First, take note that the given system has multiple equilibrium points at $x_{1} = 0$ and $x_{2} = \pi n$, where $n \in \mathbb{Z}$ due to the trigonometric function. I'm unsure if you can try the following.

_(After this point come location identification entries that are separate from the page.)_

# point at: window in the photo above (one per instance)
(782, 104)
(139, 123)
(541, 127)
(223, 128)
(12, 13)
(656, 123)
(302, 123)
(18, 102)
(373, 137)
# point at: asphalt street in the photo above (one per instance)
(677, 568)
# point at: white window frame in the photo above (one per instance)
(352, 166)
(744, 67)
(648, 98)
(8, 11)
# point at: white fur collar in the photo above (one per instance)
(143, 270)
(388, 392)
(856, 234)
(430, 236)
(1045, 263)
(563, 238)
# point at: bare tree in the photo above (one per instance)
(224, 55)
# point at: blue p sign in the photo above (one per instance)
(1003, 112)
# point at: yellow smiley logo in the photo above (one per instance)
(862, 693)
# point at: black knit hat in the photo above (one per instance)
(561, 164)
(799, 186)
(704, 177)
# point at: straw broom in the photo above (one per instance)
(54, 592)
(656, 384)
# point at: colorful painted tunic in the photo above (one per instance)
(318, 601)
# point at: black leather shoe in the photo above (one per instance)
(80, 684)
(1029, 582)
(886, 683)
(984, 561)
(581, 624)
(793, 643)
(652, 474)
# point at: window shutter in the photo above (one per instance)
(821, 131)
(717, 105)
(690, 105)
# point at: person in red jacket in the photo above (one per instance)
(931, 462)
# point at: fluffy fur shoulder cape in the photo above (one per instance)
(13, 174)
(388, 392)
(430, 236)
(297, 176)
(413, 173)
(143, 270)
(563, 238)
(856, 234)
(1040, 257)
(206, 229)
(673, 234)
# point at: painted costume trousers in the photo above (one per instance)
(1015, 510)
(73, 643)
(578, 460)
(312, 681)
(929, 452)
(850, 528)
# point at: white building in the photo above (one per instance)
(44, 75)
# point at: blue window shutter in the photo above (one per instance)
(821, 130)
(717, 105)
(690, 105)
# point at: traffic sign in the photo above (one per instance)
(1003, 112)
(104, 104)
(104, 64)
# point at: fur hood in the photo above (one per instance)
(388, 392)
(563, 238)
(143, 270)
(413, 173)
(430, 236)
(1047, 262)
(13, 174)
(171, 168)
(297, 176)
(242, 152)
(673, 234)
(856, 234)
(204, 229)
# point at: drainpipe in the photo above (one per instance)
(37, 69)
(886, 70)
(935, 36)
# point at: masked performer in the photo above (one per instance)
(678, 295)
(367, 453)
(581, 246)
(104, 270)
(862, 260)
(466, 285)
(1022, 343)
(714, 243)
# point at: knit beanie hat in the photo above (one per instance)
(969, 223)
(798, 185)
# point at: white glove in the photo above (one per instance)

Let
$$ y = \sin(x_{2}) \iff \sin^{-1}\left(y\right) = x_{2} $$
and
$$ \dot{y} = \cos(x_{2}) \dot{x_{2}} = \cos(\sin^{-1}\left(y\right)) \left(- x_{1} - y\right) $$
which can be expressed as
$$ \dot{y} = \sqrt{1 - y^{2}} \left(- x_{1} - y\right) $$
Thus, the dynamical model can be transformed to
$$ \left[\matrix{\dot{x}_{1} \cr \dot{y}}\right] = \left[\matrix{y \cr \sqrt{1 - y^{2}} \left(- x_{1} - y\right)}\right] $$
Since the square root of any real number cannot be negative, the stability analysis is performed for $|y| < 1$. Consider the Lyapunov function candidate:
$$ V = \frac{1}{2} x_{1}^{2} + 1 - \sqrt{1 - y^{2}} > 0 $$
The derivative of V along the trajectories of the system is given by
$$ \dot{V} = x_{1} \dot{x}_{1} + \frac{y}{\sqrt{1 - y^{2}}} \dot{y} $$
$$ \dot{V} = x_{1} y + \frac{y}{\sqrt{1 - y^{2}}} \sqrt{1 - y^{2}} \left(- x_{1} - y\right) $$
$$ \dot{V} = x_{1} y - x_{1} y - y^{2} $$
$$ \dot{V} = - y^{2} \leq 0 $$
Since $\dot{V}$ is negative semidefinite, by applying LaSalle’s invariance principle, it can be shown that that no trajectory can stay identically at points where $V = 0$, except at the origin, and the origin is asymptotically stable for $|y| < 1$.
From
$$ \dot{x}_{2} = - x_{1} - \sin(x_{2}) $$
and $|\sin(x_{2})| < 1$ for $- \frac{\pi}{2} < x_{2} < \frac{\pi}{2}$, one can guarantee that $\lim_{t \to \infty} x_{1}(t) = 0$ and $\lim_{t \to \infty} x_{2}(t) = 0$ hold in the region of attraction of the sets $- 1 \leq x_{1} \leq 1$ and $- \frac{\pi}{2} < x_{2} < \frac{\pi}{2}$. However, if $|x_{1}| > 1$, then $x_{2}$ may converge to $\lim_{t \to \infty} x_{2}(t) = 2 \pi n$, where $n \in \mathbb{Z}$.